Forse l'avrebbe capito. Isabella era una donna pratica e poco incline a scandalizzarsi per le coese del mondo.

Per una stupida donna del luogo che si era ritrovata incautamente a passare proprio accanto alle tende dei soldati, italiani e tedeschi avevano trasformato il accampamento di Francesco in un vero e proprio campo di battaglia.

Se il Marchese avesse dovuto dire esattamente chi avesse cominciato e perché, non avrebbe saputo dirlo. L'unica cosa che gli era chiara era che quando lui e gli altri comandanti erano riusciti a placare gli animi dei fanti, i morti si potevano contare già in numero considerevoli, tanti da riempire almeno quattordici carretti.

Con Novara che non accennava ad arrendersi, al Marchese tutto serviva fuorché un simile contrattempo.

Così aveva speso parole accorate e scelte con cura e pareva essere riuscito nella tragica impresa di far ragionare uomini per lo più analfabeti, affamati e frustrati dalla lunga e inutile campagna militare.

Verso la fine dell'arringa, però, quando Francesco aveva provato a parlare di colpe e punizioni, si era riacceso lo scontro e c'erano stati altri morti.

L'unico modo non cruento per chiudere in fretta la questione era stato mandare qualcuno a comprare del vino, parecchio vino, e far sì che i contendenti annegassero i loro dissidi nel nettare di Bacco.
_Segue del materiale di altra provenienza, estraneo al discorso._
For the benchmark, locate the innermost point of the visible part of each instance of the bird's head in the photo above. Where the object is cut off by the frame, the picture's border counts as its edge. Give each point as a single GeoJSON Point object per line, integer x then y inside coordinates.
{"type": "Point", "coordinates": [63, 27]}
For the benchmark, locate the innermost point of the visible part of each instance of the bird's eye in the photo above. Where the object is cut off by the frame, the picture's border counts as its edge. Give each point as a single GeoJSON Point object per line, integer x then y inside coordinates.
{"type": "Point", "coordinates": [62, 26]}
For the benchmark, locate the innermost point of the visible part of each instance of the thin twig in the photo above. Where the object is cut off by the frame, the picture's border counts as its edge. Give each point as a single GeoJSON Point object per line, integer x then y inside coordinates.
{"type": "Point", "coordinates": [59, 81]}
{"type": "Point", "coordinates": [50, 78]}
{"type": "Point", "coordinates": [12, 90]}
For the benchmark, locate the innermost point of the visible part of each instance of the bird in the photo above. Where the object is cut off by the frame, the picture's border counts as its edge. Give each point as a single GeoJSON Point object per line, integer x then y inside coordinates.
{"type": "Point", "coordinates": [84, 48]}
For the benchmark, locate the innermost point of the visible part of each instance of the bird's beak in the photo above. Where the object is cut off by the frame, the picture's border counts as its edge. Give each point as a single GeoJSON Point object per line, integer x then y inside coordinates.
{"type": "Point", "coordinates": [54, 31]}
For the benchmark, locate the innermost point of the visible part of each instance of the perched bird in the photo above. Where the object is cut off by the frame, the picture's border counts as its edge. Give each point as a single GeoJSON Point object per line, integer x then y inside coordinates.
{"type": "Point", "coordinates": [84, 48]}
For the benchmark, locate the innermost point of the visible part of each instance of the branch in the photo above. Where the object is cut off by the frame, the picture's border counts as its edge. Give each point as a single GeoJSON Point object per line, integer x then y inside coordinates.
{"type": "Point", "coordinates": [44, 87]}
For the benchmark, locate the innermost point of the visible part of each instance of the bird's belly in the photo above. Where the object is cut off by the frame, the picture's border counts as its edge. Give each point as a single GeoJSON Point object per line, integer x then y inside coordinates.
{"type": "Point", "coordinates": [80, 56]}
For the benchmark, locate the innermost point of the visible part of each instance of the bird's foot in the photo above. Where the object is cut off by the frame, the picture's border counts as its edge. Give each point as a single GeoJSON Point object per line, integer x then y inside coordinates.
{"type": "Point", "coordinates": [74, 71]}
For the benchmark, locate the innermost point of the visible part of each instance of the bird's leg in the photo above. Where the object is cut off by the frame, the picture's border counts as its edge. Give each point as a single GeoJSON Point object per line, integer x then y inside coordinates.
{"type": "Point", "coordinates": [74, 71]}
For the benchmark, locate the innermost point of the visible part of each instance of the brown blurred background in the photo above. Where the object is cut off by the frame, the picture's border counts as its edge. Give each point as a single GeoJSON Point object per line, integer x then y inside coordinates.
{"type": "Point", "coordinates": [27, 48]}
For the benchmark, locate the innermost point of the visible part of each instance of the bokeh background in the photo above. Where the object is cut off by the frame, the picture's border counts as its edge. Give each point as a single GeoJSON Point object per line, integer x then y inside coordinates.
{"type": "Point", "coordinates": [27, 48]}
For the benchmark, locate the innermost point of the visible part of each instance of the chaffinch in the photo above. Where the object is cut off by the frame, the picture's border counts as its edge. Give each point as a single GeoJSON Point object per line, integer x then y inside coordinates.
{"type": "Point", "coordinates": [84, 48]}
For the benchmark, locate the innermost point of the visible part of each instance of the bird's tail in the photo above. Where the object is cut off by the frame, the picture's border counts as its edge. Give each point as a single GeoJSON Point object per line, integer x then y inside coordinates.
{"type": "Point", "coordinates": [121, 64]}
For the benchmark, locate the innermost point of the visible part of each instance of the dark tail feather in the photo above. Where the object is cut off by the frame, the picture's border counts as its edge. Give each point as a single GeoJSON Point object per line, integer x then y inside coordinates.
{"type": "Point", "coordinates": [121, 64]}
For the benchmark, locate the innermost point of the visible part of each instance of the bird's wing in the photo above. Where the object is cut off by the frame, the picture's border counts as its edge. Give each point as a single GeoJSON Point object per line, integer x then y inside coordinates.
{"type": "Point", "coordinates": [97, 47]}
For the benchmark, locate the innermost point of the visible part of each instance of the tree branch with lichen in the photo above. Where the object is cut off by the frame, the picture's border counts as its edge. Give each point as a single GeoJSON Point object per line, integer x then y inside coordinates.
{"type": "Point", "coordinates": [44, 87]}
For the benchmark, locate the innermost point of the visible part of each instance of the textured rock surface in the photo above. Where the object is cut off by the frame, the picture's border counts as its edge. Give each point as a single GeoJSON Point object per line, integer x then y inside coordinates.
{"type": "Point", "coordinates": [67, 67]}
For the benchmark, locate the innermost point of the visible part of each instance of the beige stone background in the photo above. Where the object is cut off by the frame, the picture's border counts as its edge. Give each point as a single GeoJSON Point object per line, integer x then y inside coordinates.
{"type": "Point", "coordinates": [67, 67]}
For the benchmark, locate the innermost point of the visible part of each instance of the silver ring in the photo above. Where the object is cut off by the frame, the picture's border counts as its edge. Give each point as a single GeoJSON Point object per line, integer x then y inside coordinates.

Per fortuna aveva funzionato, ma ora Gonzaga si trovava ugualmente dei corpi da sotterrare e dei soldati tanto ubriachi da non stare più in piedi.

Lanciò uno sguardo alle mura di Novara, che si stagliavano ancora inviolate davanti al suo campo base.

Quanto avrebbe voluto poterli mandare tutti a quel paese e tornarsene a Mantova, tra le braccia della sua Isabella...

 

Virginio Orsini spiegò con cura il foglio su cui avrebbe scritto la sua lettera e si domandò se potesse sperare di avere fortuna.

Già aveva assicurato l'appoggio dei Baglioni e di Giovanni Bentivoglio, e non era poco, ma chiedere un sostegno anche a Caterina Sforza forse non era una mossa saggia.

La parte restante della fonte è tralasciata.